There is a few guidelines that should be considered assigning InfoObjects to dimensions:
- Use as many dimensions as necessary but it's more important to minimize dimension size rather than the number of dimensions.
- Within the dimension only characteristics that have a 1:n relation should be added (e.g. material and product hierarchy)
- Within a dimension there shouldn't be n:m relations. (e.g. product hierarchy and customer)
- Document level InfoObjects or big characteristics should be designed as Line-Item dimensions. Line item dimensions are not a true dimensions they have a direct link between the fact table and the SID table.
- The most selective characteristics should be at the top of the dimension table
- Don't mix characteristics with values that change frequently causing large dimension tables. (e.g. material and promotions)
- Consider also to combine unrelated characteristics it can improve performance by reducing the number of table joins. (you only have 13 dimensions so combine the small ones)
As a help the report (SE38) SAP_INFOCUBE_DESIGNS can be used.
This yellow marked dimension should be converted into a line item dimension if it contains a document level characteristic or it is simply bad design.
The maximum number of entries a dimension potentially can have is calculated through the cartesian product of all SID's. (e.g. 10'000 customer and 1'000 product hierarchies lead to 10'000'000 possible combinations in the dimension table.
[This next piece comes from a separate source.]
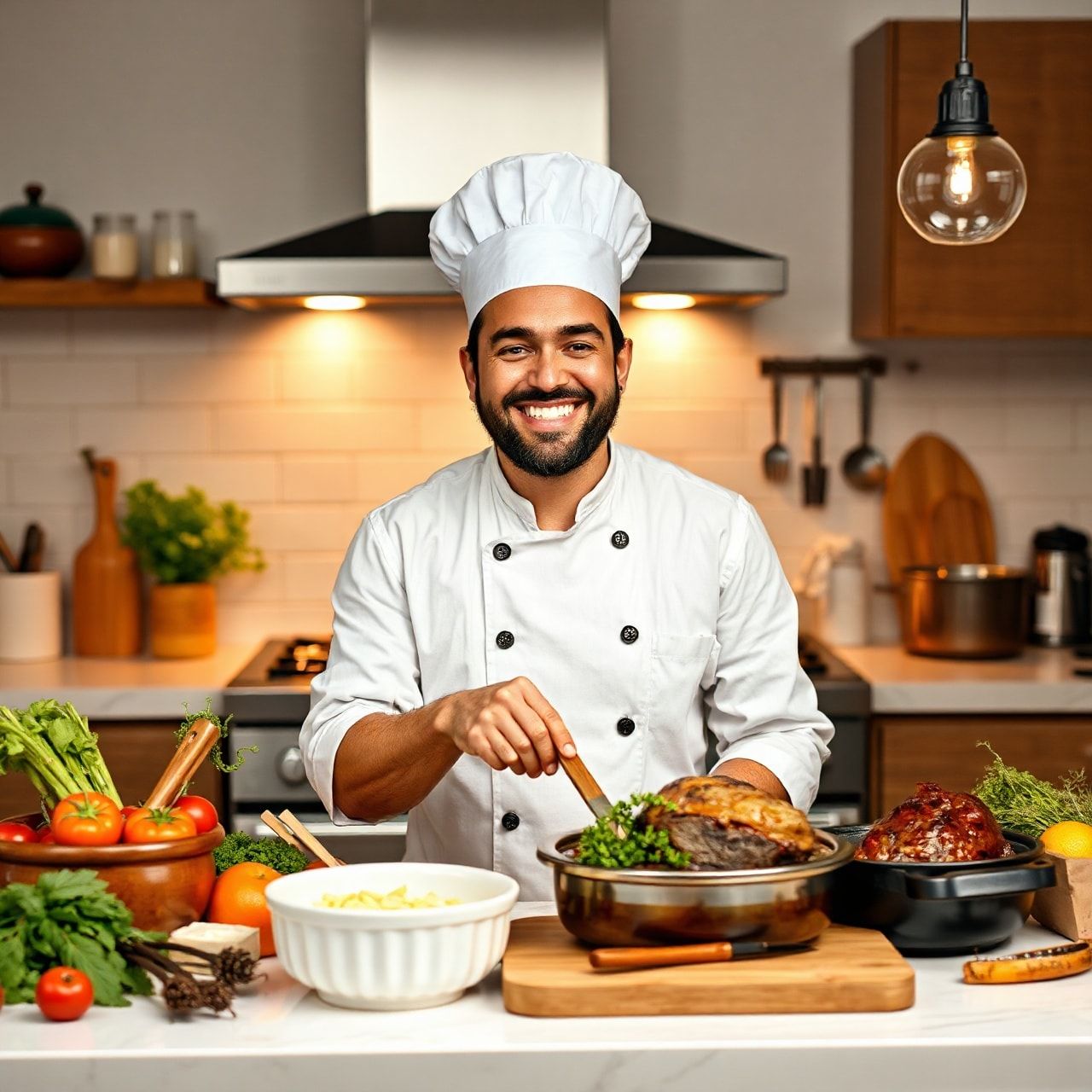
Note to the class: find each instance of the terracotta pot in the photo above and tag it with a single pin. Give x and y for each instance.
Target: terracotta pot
(183, 620)
(165, 886)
It's unlikely that this is going to happen and while designing the dimension this should also be considered - analyzing the possibilities of all customers buying all products in this case.
In cases where there is an m:m relationship it usually means there is a missing entity between those two and therefore they should be stored in different dimensions.
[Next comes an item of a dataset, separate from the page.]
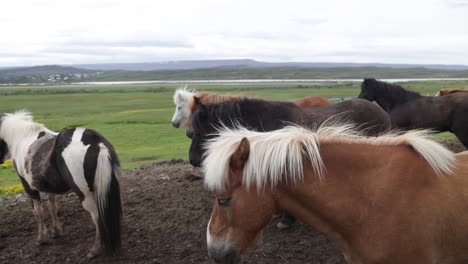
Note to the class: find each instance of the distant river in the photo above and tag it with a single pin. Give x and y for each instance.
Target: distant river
(265, 81)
Once data is loaded into the InfoCube a check on the actual number of records loaded into the dimension table vs. the number of record in the fact table should be done. As a rule of thumb the ratio should be between 1:10 and 1:20.
Degenerated Dimensions
If a large dimension table reaches almost the size of the fact table when measured the number of rows in the tables it's a degenerated dimension. The OLAP processer has to join two big tables which is bad for the query perfromance. Such dimensions can be marked as Line Item Dimensions causing the database not to create an actual dimension table. Checking the table /BIC/F<INFOCUBE> will then show that instead of the DMID dimension key the SID of the degenerated dimension table is placed in the fact table. (Field name RSSID). With this a join of the two tables is eliminated. Those dimensions can only hold one InfoObject as a 1:1 relationship must exist between the SID value and the DIMID.
Dimensions with a lot of unique values can be set to High Cardinality which changes the method of indexing dimensions. (ORA DB only) This results in a switch from a bitmap index to a B-Tree index.
Defining a dimension as Line Item Dimension / High Cardinality
Conclusion
Finding the optimal model and balancing the size and the number of dimensions is a delicate excercise.
Dimensions in MultiProvider do not have to follow the underlying InfoCubes definitions. Those can be focused on the end users need and be structrured by the organizations meaning. This does not affect the performance as the MultiProvider does not have a physically existing datamodel on the database.
Designing the dimension in an InfoCube correctly can have a significant improvement on performance!